10 Nisan 2011 Pazar

ÖYLE BİR GEÇER ZAMAN Kİ!....




İki gündür küçük oğlum hasta. Öncedende bana düşkündü ama hastalığın getirdiği huzursuzlukla beni daha çok yanında ister oldu. Bazen bunaldım ama bu anlarda aklıma annem geldi. Ben de hasta olduğumda annemin beni iyileştirici sevgisini, ilgisini isterdim ve onun bana gösterdiği ihtimamın ve sıcaklığın güven hissi sayesinde hastalığın getirdiği acıları sonrasında unuturdum. Şimdi bile aklımda, ruhumda kalmış olan o güzel duygunun aynısını çocuklarıma yaşatmam gerektiğini düşünüyorum. İşte bu düşünce, gücümün ve sabrımın tükendiği noktada beni yeniledi ve bu anlarda kendime ve yaşadıklarıma bir kez daha şaştım...

Şairin dediği "ömrün ortasında"ki yaşı bir geçmişken hala idrak etmekde zorlanıyorum. Hele çocuklarıma baktığımda, bana "anne" dediklerinde kendi kendime soruyorum; bu kadın ben miyim? diye. Çünkü hala bu yaşa geldiğime ve hayatımın bu gidişatına inanamıyorum. Yıllar o kadar çabuk geçiyor ki...

Zaman algısı nasılda değişiyormuş. Yirmili yaşların başına kadar çabuk geçmeyen zaman özellikle evlilikle beraber bir ivme kazanıyor ve yeni hayatlar kurma telaşeleri içinde çabucak geçiveriyor. Bunu farkettiren de dün daha bebek olanların bu gün büyümüş olduğunu görmek oluyor. Üniversiteye başladığım yıllarda doğanlar, bugün nerdeyse üniversiteyi bitirecekler. İlk onsekiz yılı yaşarken ne uzun gelmişti halbuki, ikincisi ise göz açıp kapama kadar...

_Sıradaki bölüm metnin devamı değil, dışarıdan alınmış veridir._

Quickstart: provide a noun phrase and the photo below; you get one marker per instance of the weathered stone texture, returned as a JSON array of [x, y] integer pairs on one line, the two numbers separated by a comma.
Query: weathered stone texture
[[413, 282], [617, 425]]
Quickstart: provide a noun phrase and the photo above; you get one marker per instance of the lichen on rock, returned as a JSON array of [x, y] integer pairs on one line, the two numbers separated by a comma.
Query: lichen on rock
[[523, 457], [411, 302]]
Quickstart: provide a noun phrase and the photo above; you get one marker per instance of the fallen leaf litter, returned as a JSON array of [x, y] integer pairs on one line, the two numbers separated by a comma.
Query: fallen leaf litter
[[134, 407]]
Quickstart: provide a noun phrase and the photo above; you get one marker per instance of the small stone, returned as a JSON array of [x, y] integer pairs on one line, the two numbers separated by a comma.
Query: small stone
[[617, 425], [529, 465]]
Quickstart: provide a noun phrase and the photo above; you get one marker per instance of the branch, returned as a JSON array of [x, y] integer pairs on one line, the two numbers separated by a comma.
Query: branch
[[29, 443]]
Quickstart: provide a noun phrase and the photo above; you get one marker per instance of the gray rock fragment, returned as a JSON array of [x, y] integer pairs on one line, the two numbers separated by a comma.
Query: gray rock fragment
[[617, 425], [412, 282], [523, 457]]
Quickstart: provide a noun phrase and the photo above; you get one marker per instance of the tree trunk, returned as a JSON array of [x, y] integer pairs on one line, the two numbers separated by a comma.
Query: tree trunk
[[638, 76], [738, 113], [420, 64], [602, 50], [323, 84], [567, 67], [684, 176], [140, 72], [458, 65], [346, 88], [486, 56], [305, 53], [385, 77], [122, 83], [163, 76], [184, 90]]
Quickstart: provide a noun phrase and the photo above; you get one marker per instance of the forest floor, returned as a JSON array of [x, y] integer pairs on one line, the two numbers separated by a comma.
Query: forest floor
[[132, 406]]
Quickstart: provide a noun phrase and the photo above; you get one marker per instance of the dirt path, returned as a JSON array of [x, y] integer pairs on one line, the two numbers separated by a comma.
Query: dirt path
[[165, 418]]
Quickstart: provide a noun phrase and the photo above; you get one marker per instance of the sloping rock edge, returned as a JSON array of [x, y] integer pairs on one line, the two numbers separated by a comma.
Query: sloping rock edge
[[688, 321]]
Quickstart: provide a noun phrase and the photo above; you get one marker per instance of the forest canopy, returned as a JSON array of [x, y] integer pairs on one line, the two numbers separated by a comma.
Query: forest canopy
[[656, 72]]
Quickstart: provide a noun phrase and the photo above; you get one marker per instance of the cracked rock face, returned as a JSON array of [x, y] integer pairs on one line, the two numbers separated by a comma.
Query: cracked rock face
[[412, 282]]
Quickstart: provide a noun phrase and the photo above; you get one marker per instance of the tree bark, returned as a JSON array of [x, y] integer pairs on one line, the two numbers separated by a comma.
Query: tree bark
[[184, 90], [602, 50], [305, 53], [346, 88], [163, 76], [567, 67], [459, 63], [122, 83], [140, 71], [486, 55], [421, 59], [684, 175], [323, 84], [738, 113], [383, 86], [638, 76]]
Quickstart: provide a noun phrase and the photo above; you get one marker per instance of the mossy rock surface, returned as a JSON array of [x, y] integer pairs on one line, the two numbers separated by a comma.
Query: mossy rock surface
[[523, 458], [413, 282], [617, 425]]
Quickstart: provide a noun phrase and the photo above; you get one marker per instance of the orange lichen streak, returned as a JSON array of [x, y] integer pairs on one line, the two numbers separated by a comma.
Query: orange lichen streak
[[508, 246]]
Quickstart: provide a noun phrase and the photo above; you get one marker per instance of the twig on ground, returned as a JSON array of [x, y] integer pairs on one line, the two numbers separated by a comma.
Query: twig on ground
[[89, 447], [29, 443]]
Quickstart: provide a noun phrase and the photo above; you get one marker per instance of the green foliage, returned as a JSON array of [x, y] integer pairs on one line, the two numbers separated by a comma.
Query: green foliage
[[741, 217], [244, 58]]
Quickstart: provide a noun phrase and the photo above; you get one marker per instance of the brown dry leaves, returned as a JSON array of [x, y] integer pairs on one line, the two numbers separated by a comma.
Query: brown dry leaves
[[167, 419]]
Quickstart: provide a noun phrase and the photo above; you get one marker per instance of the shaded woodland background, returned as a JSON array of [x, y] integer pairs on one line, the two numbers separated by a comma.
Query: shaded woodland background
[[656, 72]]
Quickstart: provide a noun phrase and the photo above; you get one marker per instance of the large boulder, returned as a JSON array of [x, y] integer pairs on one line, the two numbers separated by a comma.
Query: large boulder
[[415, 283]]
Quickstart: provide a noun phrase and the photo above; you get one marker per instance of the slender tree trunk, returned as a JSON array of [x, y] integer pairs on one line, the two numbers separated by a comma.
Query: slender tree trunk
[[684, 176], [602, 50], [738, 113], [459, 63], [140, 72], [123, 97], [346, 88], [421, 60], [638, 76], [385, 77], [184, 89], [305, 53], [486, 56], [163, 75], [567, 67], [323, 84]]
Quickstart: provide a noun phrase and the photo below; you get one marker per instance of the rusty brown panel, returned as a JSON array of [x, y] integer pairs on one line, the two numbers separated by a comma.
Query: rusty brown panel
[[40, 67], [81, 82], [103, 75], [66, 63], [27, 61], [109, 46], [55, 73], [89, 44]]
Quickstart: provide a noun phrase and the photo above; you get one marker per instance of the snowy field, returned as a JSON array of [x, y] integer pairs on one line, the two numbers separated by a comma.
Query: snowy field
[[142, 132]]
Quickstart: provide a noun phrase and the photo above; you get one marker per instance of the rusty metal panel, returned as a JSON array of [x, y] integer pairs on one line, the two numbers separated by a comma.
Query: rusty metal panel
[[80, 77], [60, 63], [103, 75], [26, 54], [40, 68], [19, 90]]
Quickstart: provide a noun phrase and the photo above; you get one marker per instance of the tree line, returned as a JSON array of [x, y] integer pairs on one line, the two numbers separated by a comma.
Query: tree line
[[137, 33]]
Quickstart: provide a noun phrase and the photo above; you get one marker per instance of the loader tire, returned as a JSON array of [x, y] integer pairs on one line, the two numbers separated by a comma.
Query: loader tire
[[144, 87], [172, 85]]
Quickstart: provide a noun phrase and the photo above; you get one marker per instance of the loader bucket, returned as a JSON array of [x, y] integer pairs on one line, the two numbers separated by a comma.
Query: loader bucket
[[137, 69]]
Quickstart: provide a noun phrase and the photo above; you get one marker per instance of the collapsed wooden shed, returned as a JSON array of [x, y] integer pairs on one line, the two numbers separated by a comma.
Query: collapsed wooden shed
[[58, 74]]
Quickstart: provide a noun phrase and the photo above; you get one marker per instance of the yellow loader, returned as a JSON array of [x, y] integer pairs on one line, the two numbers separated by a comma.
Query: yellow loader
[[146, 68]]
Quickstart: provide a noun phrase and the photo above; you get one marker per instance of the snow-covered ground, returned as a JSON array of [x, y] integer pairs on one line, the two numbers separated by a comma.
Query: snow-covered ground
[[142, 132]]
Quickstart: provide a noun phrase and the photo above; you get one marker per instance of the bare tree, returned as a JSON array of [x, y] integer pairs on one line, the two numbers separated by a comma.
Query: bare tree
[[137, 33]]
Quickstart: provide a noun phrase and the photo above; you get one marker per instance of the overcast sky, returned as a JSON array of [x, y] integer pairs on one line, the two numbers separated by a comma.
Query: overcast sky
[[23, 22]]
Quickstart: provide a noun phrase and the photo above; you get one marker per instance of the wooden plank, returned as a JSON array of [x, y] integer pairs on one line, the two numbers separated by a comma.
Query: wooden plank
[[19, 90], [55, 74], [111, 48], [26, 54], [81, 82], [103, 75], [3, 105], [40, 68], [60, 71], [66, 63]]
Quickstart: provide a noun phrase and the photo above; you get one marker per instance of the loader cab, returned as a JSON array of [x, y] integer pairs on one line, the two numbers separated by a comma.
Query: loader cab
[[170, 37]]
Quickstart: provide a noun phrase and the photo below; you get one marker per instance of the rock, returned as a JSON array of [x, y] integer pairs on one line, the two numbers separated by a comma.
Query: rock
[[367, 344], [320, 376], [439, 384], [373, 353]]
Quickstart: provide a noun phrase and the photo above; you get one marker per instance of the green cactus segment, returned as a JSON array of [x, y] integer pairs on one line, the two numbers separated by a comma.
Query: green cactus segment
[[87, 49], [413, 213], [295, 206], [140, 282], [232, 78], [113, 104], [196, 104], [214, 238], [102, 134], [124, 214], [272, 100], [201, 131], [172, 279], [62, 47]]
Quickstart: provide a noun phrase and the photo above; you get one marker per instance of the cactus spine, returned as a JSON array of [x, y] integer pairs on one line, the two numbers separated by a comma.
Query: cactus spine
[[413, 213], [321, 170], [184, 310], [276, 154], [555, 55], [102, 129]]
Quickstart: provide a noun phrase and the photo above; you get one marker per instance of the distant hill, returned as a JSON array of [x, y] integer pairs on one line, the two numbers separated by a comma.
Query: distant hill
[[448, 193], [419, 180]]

Hala yaşıma ve geçen zamana adapte olamamanın yaşattığı bir diğer duygu ise, özellikle eski arkadaşlarla bir araya geldiğimizdeki sohbetlerimiz ve hayatlarımızı evcilik oynuyoruz gibi hissetmem. Bir araya gelmeler, çocuklardan konuşmalar, kocalardan dertlenmeler, hayatın güzel yanlarını da görüp neşelenmeler hep annelerimizin rolleriydi. Bizlerse o anlarda evcilik oynardık. Şimdi ise biz onlar olduk, onlar ise anneanne, babaanne oldu. Babaannelerimiz ve anneannelerimiz ise buraları terkettiler.

Hayat böyle bir şey...

Önümde yaşanacak yıllar ise daha yaşanmadan kısacık geliyor.